An immediate operand is part of the .text section of a program, which is treated as a read-only memory segment by the operating system. Immediate addressing is almost exclusively used for numerical constants whose values are known at the time of program assembly or compilation. Furthermore, immediate addressing makes sense only for source, and not destination, operands.

4.8.2 Register Direct Addressing

In direct addressing, the instruction contains an address that points to the data. For the Itanium architecture and certain others, this form of addressing is restricted to register direct addressing. Bits within the instruction specify the number or name (i.e., the address) of the register Rx that contains the data.

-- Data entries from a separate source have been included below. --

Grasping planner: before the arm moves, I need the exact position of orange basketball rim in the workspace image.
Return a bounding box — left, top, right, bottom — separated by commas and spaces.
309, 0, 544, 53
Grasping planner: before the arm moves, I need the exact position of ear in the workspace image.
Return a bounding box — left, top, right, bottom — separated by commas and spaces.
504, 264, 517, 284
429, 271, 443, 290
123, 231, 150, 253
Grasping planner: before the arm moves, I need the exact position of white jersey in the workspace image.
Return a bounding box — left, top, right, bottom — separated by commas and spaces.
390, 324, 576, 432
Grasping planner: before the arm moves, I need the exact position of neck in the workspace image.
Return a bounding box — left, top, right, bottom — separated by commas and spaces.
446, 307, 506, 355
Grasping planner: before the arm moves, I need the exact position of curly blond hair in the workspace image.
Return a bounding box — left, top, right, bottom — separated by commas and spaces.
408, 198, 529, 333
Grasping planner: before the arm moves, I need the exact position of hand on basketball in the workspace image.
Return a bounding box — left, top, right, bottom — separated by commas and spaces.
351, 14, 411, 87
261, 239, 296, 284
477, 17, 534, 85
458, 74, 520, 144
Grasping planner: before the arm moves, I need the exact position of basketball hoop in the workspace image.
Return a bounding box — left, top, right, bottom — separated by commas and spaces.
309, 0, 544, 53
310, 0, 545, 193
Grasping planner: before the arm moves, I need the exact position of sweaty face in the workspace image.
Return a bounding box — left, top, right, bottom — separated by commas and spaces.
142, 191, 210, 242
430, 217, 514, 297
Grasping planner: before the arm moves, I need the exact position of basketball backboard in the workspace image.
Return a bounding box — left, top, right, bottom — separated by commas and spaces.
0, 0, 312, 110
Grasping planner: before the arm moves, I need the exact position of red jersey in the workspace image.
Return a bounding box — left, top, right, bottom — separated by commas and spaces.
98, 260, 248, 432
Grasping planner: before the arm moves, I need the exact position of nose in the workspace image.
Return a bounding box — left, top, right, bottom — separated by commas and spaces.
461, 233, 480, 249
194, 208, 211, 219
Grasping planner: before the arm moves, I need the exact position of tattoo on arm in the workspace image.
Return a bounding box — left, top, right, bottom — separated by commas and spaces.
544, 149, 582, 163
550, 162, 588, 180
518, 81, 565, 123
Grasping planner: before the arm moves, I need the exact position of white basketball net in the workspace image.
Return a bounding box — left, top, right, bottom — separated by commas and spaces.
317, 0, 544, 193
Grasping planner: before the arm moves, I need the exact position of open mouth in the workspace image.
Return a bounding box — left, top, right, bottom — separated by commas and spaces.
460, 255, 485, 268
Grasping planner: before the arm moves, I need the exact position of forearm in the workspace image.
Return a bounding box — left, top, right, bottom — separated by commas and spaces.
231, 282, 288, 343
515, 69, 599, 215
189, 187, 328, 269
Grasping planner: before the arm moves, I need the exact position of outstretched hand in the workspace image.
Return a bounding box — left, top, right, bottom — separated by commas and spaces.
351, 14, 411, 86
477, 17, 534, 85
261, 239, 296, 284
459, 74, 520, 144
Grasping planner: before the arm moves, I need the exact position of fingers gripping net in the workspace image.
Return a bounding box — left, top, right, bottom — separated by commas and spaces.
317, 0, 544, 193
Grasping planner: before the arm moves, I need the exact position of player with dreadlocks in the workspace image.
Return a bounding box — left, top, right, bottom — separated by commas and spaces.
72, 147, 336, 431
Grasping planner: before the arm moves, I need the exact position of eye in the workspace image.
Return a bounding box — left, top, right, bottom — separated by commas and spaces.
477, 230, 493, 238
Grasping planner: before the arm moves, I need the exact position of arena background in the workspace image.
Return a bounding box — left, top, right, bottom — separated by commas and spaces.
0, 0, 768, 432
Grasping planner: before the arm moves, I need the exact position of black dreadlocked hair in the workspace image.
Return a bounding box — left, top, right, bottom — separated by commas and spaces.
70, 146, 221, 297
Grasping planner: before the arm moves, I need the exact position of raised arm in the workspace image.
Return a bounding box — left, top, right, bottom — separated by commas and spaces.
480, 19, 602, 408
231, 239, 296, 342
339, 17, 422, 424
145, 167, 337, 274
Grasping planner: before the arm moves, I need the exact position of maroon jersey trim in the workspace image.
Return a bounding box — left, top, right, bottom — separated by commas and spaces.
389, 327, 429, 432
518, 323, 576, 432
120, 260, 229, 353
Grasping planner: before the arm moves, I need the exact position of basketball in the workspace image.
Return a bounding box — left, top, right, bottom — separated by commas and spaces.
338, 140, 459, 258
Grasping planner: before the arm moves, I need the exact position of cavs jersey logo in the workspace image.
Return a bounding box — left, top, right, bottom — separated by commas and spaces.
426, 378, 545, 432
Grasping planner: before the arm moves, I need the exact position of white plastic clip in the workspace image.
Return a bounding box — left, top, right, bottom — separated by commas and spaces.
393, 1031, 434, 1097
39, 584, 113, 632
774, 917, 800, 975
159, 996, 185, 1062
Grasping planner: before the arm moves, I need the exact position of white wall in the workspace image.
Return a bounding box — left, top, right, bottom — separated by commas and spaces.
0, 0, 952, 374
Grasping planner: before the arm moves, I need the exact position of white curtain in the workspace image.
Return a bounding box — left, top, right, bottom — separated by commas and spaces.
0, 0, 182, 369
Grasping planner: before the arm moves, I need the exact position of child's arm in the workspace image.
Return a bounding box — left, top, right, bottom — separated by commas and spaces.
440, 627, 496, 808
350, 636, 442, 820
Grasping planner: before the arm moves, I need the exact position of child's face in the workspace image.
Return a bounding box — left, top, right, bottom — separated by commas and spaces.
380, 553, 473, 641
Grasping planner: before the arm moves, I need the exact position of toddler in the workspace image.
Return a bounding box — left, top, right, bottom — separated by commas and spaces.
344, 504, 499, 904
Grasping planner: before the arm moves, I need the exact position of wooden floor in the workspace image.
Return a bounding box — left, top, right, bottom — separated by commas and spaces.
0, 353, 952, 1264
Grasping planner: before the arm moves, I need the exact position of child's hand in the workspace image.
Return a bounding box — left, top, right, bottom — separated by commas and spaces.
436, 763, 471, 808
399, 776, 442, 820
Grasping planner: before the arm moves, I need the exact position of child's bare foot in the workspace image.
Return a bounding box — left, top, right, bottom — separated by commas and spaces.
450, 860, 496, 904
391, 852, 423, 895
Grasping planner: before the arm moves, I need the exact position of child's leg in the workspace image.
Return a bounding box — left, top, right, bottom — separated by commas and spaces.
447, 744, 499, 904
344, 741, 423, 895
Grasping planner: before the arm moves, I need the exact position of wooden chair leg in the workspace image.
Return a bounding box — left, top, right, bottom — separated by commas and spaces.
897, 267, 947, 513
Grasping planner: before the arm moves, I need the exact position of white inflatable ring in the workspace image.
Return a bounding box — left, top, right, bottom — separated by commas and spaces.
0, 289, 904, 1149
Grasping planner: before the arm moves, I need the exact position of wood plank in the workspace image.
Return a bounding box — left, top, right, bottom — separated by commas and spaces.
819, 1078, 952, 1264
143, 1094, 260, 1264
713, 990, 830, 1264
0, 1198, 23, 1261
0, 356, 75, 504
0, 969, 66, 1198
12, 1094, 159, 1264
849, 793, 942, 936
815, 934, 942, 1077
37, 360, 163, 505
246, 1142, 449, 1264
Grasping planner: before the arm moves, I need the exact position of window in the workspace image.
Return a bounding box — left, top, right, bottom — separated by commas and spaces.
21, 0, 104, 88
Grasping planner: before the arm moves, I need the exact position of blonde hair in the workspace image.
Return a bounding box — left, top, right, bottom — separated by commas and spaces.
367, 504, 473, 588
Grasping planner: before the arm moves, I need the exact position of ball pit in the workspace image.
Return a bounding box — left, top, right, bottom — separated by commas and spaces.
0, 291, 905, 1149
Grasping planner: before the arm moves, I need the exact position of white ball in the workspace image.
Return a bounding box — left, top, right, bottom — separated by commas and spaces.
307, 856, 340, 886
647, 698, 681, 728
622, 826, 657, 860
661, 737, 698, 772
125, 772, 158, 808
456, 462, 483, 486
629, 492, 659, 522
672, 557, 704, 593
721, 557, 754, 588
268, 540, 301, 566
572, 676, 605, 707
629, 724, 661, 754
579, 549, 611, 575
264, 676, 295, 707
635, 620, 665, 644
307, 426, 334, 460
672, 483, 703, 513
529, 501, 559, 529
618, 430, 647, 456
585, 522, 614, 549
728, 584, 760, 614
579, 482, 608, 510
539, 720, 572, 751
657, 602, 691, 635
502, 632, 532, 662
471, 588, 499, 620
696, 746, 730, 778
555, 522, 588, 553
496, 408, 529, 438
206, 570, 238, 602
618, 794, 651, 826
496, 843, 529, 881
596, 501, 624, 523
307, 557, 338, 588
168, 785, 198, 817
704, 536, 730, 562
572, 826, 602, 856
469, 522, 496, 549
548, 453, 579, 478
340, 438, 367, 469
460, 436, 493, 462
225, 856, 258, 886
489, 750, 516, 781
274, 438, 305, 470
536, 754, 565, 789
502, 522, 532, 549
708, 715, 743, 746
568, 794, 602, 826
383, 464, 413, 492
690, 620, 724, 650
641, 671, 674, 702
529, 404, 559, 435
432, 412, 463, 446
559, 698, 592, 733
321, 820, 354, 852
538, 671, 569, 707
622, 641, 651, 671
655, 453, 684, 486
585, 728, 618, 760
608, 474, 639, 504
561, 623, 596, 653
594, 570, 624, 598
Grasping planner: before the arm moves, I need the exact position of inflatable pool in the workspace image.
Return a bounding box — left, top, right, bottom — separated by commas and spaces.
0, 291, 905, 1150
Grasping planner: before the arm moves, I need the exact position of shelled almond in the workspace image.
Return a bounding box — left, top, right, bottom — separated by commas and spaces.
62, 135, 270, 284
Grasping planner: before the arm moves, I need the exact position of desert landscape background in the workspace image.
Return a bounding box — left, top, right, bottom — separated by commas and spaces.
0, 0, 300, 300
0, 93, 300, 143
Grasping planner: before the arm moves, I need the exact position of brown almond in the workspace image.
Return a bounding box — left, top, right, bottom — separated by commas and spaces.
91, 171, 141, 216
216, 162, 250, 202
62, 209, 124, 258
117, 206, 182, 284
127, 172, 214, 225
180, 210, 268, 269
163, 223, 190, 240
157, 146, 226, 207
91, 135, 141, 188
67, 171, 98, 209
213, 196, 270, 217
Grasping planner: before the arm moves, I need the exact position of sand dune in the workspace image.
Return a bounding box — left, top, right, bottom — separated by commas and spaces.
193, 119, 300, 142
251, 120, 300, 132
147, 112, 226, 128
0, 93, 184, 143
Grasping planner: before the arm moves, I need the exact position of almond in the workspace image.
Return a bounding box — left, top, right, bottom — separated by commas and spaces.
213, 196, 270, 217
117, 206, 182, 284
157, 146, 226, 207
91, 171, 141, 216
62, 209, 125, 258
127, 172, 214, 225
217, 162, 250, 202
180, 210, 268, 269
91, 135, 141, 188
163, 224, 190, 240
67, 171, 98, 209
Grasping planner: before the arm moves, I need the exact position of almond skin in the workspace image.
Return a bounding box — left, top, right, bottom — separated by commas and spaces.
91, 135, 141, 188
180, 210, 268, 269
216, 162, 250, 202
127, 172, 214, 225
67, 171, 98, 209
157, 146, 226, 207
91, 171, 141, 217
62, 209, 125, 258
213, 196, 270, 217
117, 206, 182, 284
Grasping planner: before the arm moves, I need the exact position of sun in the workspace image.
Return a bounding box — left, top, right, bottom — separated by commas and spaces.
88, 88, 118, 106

EPIC and RISC architectures require that virtually all computations take place on data already in registers. Register direct addressing predominates as you look through Itanium assembly language programs. As EPIC and RISC architectures have rather large numbers of registers, numerous bits within the typical instruction are utilized as register specifiers (Section 4.1.2).

Years ago, when computers had very little memory, some architectures could also specify full memory addresses within their instruction words. That form of addressing is known as memory direct addressing.

4.8.3 Register Indirect Addressing

When a register contains an address pointer to the actual data, the process of accessing such data is referred to as indirect addressing. For many assemblers, the syntax for indirect addressing involves simply putting the name of the register in parentheses, (Rx), while Itanium assemblers expect square brackets, [Rx].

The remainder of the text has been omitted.